Moving everything forward at a rapid pace is the format of the book, which was one of the reasons it caught my eye in the first place. I know it makes me sound like a literary nerd, but I really love the epistolary format (stories written entirely in things like journal entries, or interviews, or newspaper articles). I’m always drawn into the interesting puzzle that’s created from combining snippets of so many different viewpoints, or the clever way the author has of revealing only what he wants the reader to know.
For many of the chapters you’re dropped into the middle of a crisis already in progress, so you get the sense of growing unease as you realize that something happened, but you have to figure out what from the panicked voices of air traffic controllers. Or an argument during an interview. Or when you’re listening in on a military operation but you can only hear one person over the comm so you get half of a conversation and most of that’s being shouted.
The chapters with eavesdropped conversations and interviews worked better for me than the journal entries (written or recorded). The journal entries were more of an information dump, and the emotional ones could feel a tad forced. The sections where the characters were being questioned by a nameless interviewer were a lot more fun. The rapid-fire back and forth meant you could get a real sense of each of the different characters. Dr. Franklin is so enthusiastic about the project that she’ll occasionally forget to stop talking when someone’s trying to ask a question. The linguist on the team, Vincent Couture, is just as enthusiastic, but he hasn’t really learned how to deal with other people. Ryan Mitchell is earnest and well meaning; Kara Resnik by contrast is angry, damaged, and practically wears a sign on her forehead that reads “Looking For A Fight.”
– …now you’ll ask me why someone with authority issues would choose a career in the miltary
– This is an interesting conversation you are having with yourself. Can we move on?
And then there’s the nameless interviewer himself, who was definitely my favorite part about the book. He’s in charge of the entire project in some way that’s never explained, not even to the baffled government officials who keep trying to order him to do things.
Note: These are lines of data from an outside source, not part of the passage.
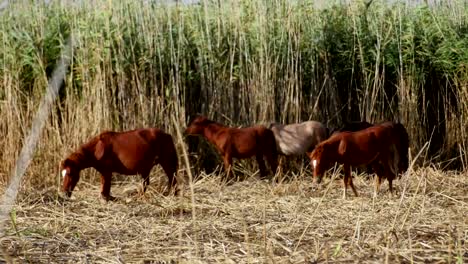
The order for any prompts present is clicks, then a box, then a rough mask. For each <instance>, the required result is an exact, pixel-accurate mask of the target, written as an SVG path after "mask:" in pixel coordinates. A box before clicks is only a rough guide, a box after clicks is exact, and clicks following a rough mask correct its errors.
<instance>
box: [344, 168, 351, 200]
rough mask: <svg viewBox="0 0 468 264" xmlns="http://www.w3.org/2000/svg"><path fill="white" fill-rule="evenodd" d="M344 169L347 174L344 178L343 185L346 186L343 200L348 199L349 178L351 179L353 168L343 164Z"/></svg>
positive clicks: (345, 174) (345, 186) (345, 175)
mask: <svg viewBox="0 0 468 264" xmlns="http://www.w3.org/2000/svg"><path fill="white" fill-rule="evenodd" d="M343 169H344V173H345V176H344V178H343V184H344V192H343V199H346V192H347V190H348V177H351V174H350V171H351V168H350V166H349V165H347V164H343ZM348 174H349V175H348Z"/></svg>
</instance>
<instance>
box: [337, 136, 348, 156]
mask: <svg viewBox="0 0 468 264" xmlns="http://www.w3.org/2000/svg"><path fill="white" fill-rule="evenodd" d="M345 152H346V142H345V141H344V140H341V142H340V145H339V146H338V153H339V154H340V155H343V154H344V153H345Z"/></svg>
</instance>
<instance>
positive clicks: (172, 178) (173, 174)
mask: <svg viewBox="0 0 468 264" xmlns="http://www.w3.org/2000/svg"><path fill="white" fill-rule="evenodd" d="M160 164H161V167H163V170H164V172H165V173H166V176H167V191H166V192H164V194H163V195H169V193H170V192H171V190H172V189H174V195H177V193H178V189H177V178H176V173H177V165H175V166H174V165H173V164H171V163H170V162H161V163H160ZM148 184H149V179H148Z"/></svg>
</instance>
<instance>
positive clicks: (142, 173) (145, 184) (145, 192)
mask: <svg viewBox="0 0 468 264" xmlns="http://www.w3.org/2000/svg"><path fill="white" fill-rule="evenodd" d="M141 178H143V192H142V193H140V195H144V194H145V193H146V187H147V186H148V185H149V172H145V173H142V174H141Z"/></svg>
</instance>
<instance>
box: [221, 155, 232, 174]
mask: <svg viewBox="0 0 468 264" xmlns="http://www.w3.org/2000/svg"><path fill="white" fill-rule="evenodd" d="M223 161H224V170H226V180H229V177H230V174H231V167H232V157H231V155H229V154H228V153H226V154H224V158H223Z"/></svg>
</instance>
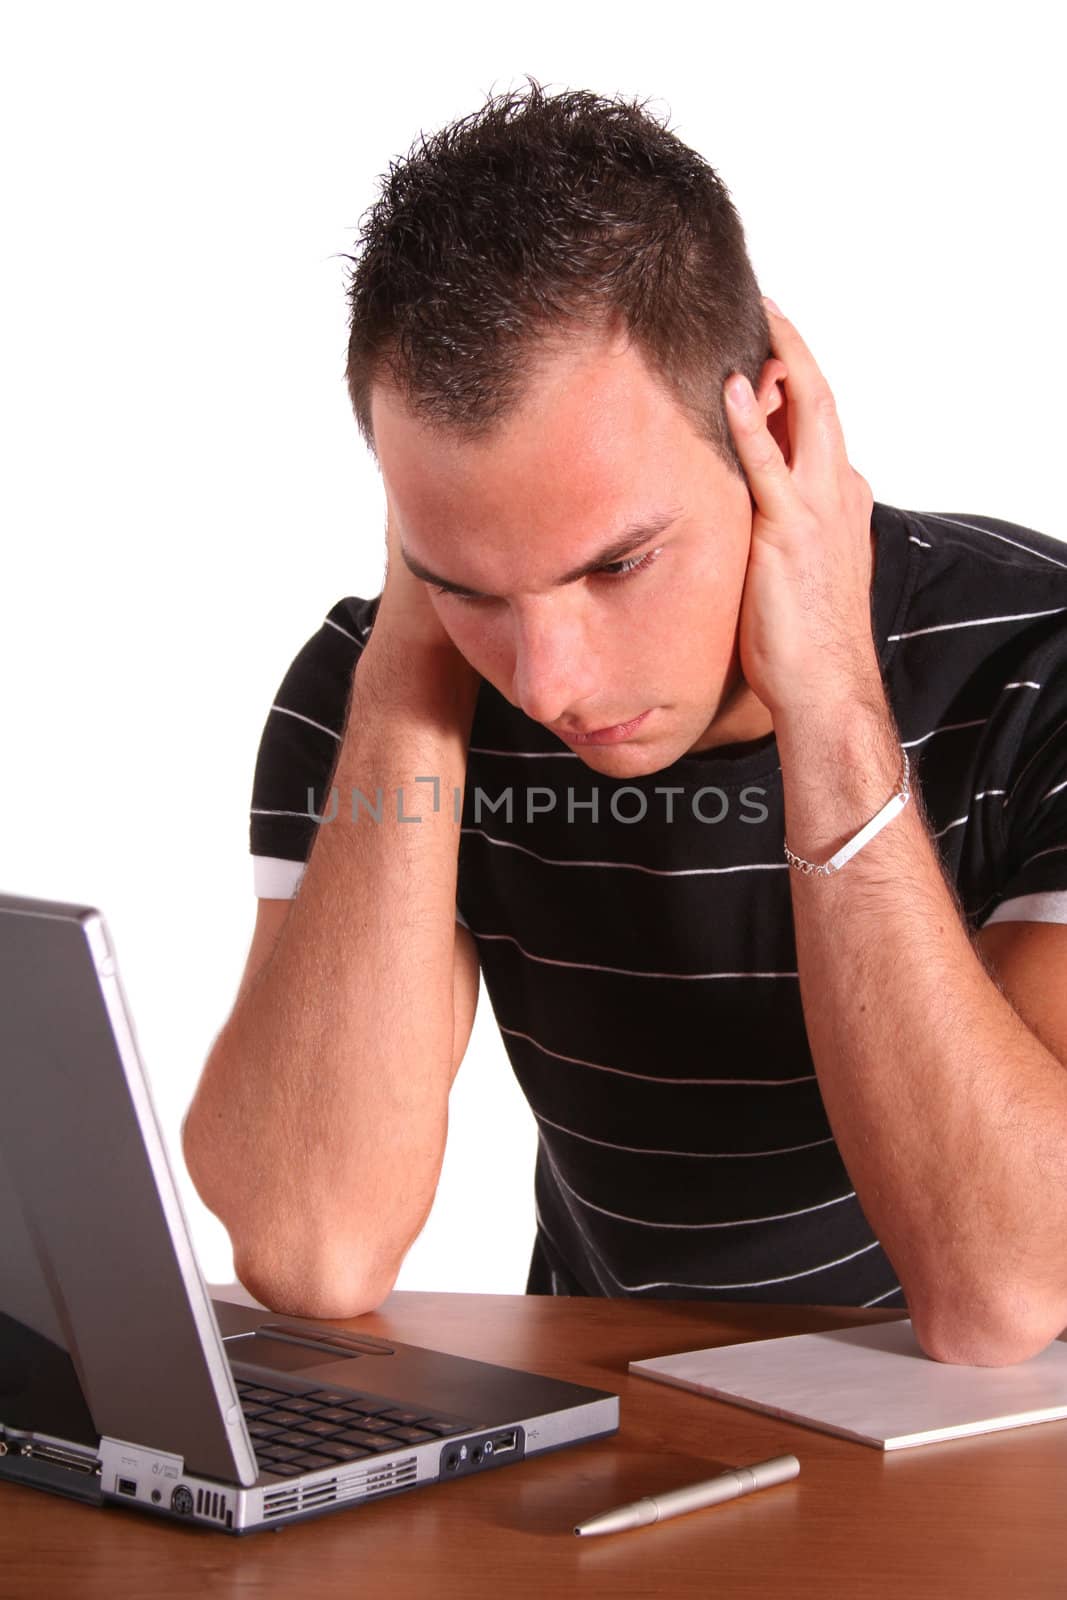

If he was just another dead-eyed secret operative then he wouldn’t be as interesting. As it is he’s impossible to intimidate, he has a very dry sense of humor (usually with a smart-aleck response ready when he needs it), and he’s always three steps (or more) ahead of everyone because he has a surprisingly firm grasp of human psychology and nobody seems to be able to keep a secret from him.
– Nothing happened
– That is not what I heard.
– What did you…? I don’t understand. How could you…?
– Each of us has a specific function in this project, Mr. Mitchell. Dr. Franklin is in charge of all scientific aspects of this mission. You are a pilot. I know things.
This is a book about discovery, and most of the time what you discover is just how much worse things can get than they already are. The danger (and casualty count) keeps ramping up every time the robot gets closer to working, world governments are edging closer to all-out war, and emotions run very high as everyone starts caring less and less about anything other than finishing the damn project. And as bad as things get, it all pales in comparison to the two big unanswered questions: who left the robot pieces on Earth in the first place, and are they going to be happy that mankind is playing with their toys?
I’m glad I picked up this book on a whim, because it’s a pretty impressive debut novel for author Sylvain Neuvel. Book two of the trilogy came out this year, and Sony Pictures is working on a movie adaptation for the first book (in fact Sleeping Giants was optioned for a movie before Del Ray released the book, which, way to hustle!)